Former Memphis Sen. Brian Kelsey wants to withdraw guilty plea in campaign finance conviction – Tennessee Lookout

Less than two weeks before a sentencing hearing, former state Sen. Brian Kelsey is attempt to withdraw his guilty plea and asking the court to dismiss five counts of a federal conviction on violating campaign finance laws.

In a motion filed Friday in U.S. District Court, Kelsey requested that Judge Waverly Crenshaw reconsider his November plea, claiming it would be “unfair and unjust to allow” him to be sentenced for a crime “legally impossible” for him to commit.

The former Germantown Republican’s filing appears to claim the indictment was politically motivated and says he entered his guilty plea “with an unsure heart and confused mind” after his twin sons were born and while his father was on his “death bed.”

Kelsey’s filing to change his guilty plea contends the court should grant his motion to withdraw the plea because he pleaded guilty to a set of facts that don’t “actually constitute a crime and entered his plea agreement with unsure heart and confused mind.” 

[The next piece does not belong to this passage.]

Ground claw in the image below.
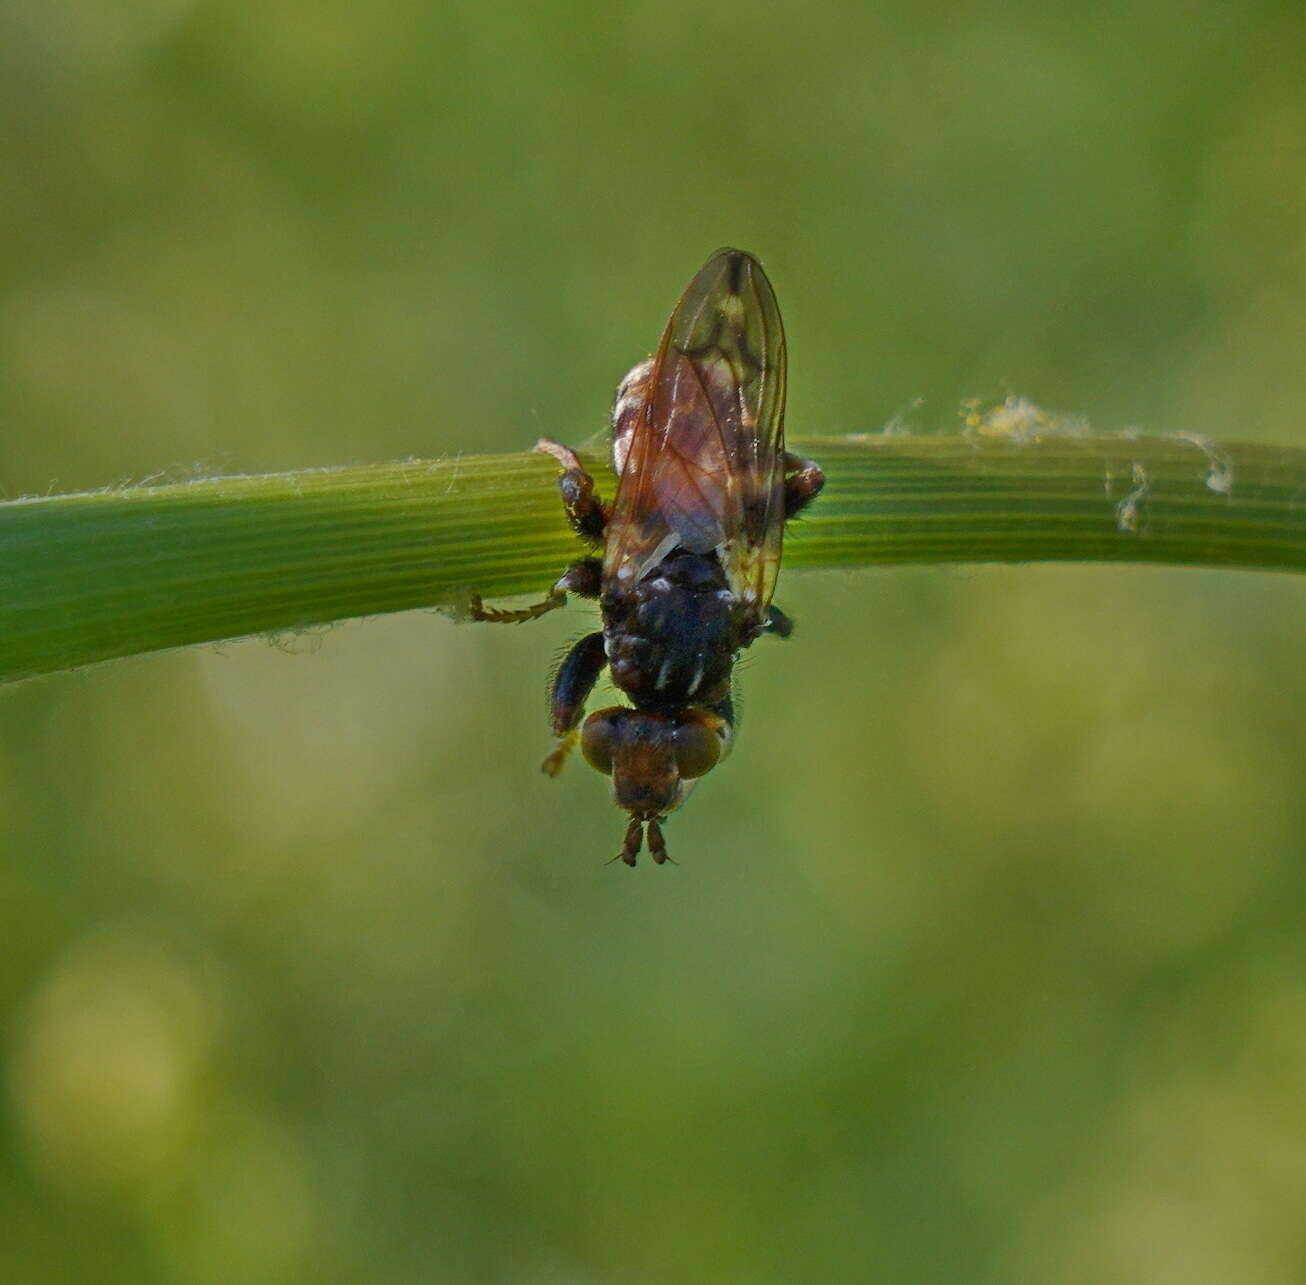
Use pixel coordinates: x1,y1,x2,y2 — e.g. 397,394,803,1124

“During this incredibly stressful and confusing time, Kelsey was given a mere 48 hours to make a life altering decision – a decision made without fully understanding consequences that have come to light only after he entered his plea,” the filing says.

Kelsey’s guilty pleas each could net him five years in prison, three years of probation and a $250,000 fine.

His new filing maintains his innocence to an indictment and conviction for directing a scheme to send more than $90,000 from his state campaign finance account through two political action committees to the American Conservative Union, which bought radio/digital ads for his failed congressional campaign.

The former state senator, an attorney by trade, was set to be sentenced March 28, and his hearing was moved in front of co-conspirator Joshua Smith’s hearing because federal prosecutors wanted Smith to be available for testimony in case something went awry with Kelsey’s sentencing. At least three people, including state Sen. Paul Rose, R-Covington, sent letters asking the judge to give Kelsey a light sentence.

Kelsey’s filing contends the court should grant his motion to withdraw the plea because he pleaded guilty to a set of facts that don’t “actually constitute a crime and entered his plea agreement with unsure heart and confused mind.” 

Kelsey was set to go to trial in January until Smith entered his guilty plea in November. The former senator then pleaded guilty in late November, less than a year after he took to the Senate chamber floor to claim his indictment was a politically motivated “witch hunt.”

Kelsey’s wife, a former American Conservative Union employee, received emails detailing his conservative credentials and passed them on to ACU officials, who then endorsed the expenditures backing his campaign, according to court filings.